第三者委設置に反対
2020年秋の菅義偉首相(当時)による日本学術会議会員の任命拒否問題から約2年半。今年10月に会員の半数が改選を迎えようとしている中、政府は今国会で、会員選考に際して第三者委員会を設置することなどを柱とする日本学術会議法改正案の提出を目指している。これに対し、学術会議側は「独立性を侵害する」と真っ向から反対している。
主要各紙は朝日、東京が社説でアカデミズムの独立性を旗印に法改正に反対し、読売が学術会議の意固地な姿勢をいさめる社論を張った。
朝日は先月15日付社説「学術会議のゆくえ 独立歪める改革は国の損失」で、「各国の学術会議に相当する組織は、政府から独立した活動や会員選考の自主性・独立性を備える。それを歪(ゆが)め、強引に政府の意向に従わせるのでは、権威主義国家のやり方と見まごうばかりだ」と、あたかもわが国がアカデミズムさえも独裁体制下に組み込んでいる中露や北朝鮮と同様の政治システムに堕していくかのような印象を与えている。

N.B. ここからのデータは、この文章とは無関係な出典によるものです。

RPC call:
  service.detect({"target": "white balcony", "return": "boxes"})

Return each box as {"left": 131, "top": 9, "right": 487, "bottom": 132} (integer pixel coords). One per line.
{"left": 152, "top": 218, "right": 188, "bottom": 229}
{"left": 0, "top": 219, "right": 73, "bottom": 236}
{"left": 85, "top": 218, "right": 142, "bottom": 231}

東京の2日付社説「学術会議と政府 知性の声に耳傾けねば」も「学術会議は過去に軍事研究に批判的な見解を示しているが、政府が『政治の力』でそれを否定すれば、学術の世界からの助言はまるで意味をなさなくなる。政府への批判を封じる意図なら独裁国家と同じ発想ではないか」と朝日と同様の頭脳構造だ。